「蜃気楼発生! ランクBです!」
富山湾に面する魚津市海岸は、日本屈指の「蜃気楼」(しんきろう)の名所として知られている。
蜃気楼は、大気中で光が屈折し虚像が見える自然現象で、気温や風などの条件が整わないと発生しない。当地で見られる確率が高い時期は3月下旬から6月初旬にかけてといわれる。しかも同じものは二度と現れない、ミステリアスな現象だ。
最近も目撃続出
今季は3月28・29日、4月2・3・9日にそれぞれ蜃気楼が確認されている。一番変化が大きかったのは4月3日だ。魚津市の海岸から黒部市生地方面を見たとき、堤防が二重化して巨大なワニのように見えた。また同海岸から富山市岩瀬方面の景色は、富山市の街並みが上部に伸びた形に見え、肉眼でも十分に観察できる状態になっていた。
ここまで読んで「機会があれば一度現地に行ってみたい」という人もいるだろうが、空振りに終わるのも嫌なもの。しかしご安心を。「蜃気楼の見える街」をキャッチフレーズに町おこしを図っている魚津市は、蜃気楼情報をウェブサイト「うおづ映像ライブラリー」で発信している。
蜃気楼情報というページでは、今後1週間の出現確率を予測・発表している。まるで天気予報のようだ。蜃気楼が出現しやすい2方向にカメラを設置し、ネット中継するサービスも実施している。過去の蜃気楼映像を集めたコンテンツもある。
メールでの「蜃気楼情報」も
さらにユニークなのは、蜃気楼現象を最上位のAから最下位のEまでランク付けしていること。先の4月3日の蜃気楼は今季最高のBランクだった。当初はCランク判定だったが、その範囲の広さなどから途中で「格上げ」されたのだとか。

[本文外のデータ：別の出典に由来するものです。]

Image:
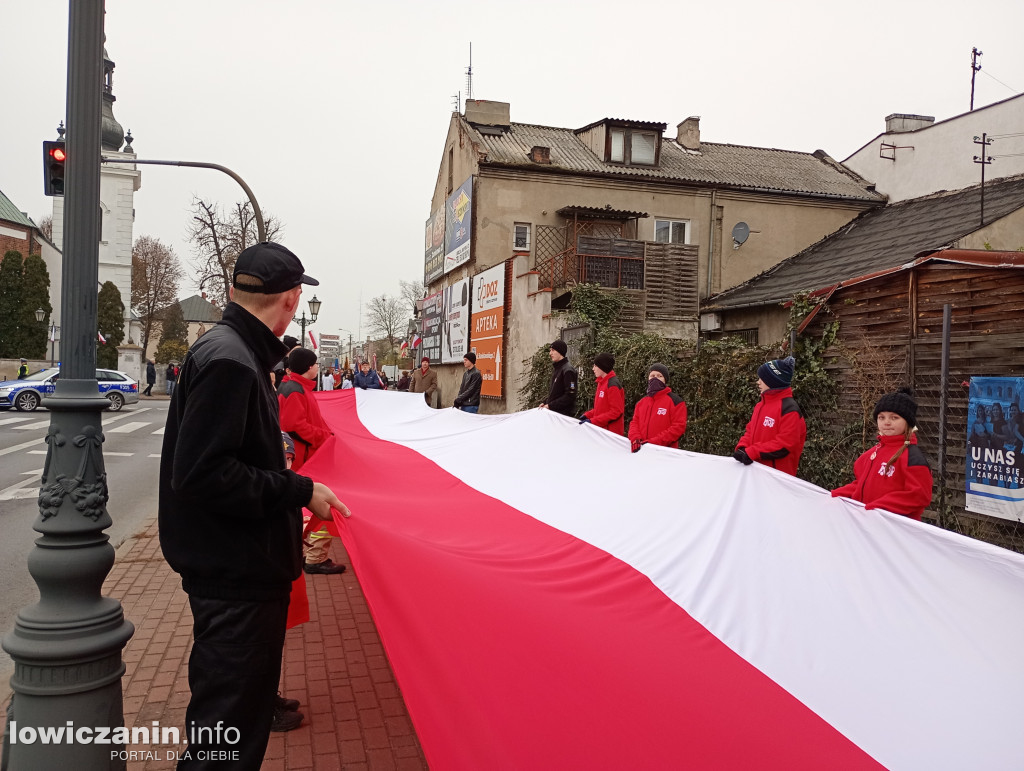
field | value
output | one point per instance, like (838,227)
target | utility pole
(984,160)
(67,647)
(975,67)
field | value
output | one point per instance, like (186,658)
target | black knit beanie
(658,368)
(300,359)
(900,402)
(777,373)
(605,362)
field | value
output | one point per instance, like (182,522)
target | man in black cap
(561,395)
(469,392)
(222,479)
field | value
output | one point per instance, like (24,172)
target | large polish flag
(549,600)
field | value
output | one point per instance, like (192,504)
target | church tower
(118,184)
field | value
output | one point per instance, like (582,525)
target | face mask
(654,385)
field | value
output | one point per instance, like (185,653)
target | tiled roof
(879,240)
(196,308)
(10,213)
(723,165)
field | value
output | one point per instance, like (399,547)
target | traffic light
(53,167)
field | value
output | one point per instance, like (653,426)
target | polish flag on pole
(681,611)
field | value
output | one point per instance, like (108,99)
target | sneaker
(286,721)
(327,567)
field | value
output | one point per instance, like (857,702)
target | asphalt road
(131,455)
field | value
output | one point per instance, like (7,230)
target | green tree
(33,335)
(11,279)
(173,335)
(111,320)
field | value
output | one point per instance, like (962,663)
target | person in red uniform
(894,474)
(776,431)
(609,398)
(659,418)
(301,419)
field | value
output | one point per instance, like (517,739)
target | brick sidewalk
(334,665)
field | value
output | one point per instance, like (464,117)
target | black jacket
(229,513)
(561,397)
(469,391)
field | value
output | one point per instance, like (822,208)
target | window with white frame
(520,237)
(672,230)
(632,146)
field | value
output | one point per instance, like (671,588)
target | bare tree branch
(217,241)
(155,277)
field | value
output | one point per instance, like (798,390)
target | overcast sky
(336,113)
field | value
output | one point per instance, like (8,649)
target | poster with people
(455,341)
(458,225)
(994,443)
(432,316)
(488,327)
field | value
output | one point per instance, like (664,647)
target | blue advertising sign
(994,443)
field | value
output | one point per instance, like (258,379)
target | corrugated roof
(196,308)
(879,240)
(722,165)
(10,213)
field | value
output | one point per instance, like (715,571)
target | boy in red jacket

「富山湾に蜃気楼発生! Cランク......いや、Bランクです!」
ちょっとロボットアニメみたいな雰囲気で、男の子心をくすぐるものがある。
閑話休題。上記のサイトでは蜃気楼の仕組みから発生しやすい気象条件、撮影のコツなども惜しみなく記述されているほか、またメールで発生情報を通知してくれるサービスもある。その充実度には脱帽するばかりだ。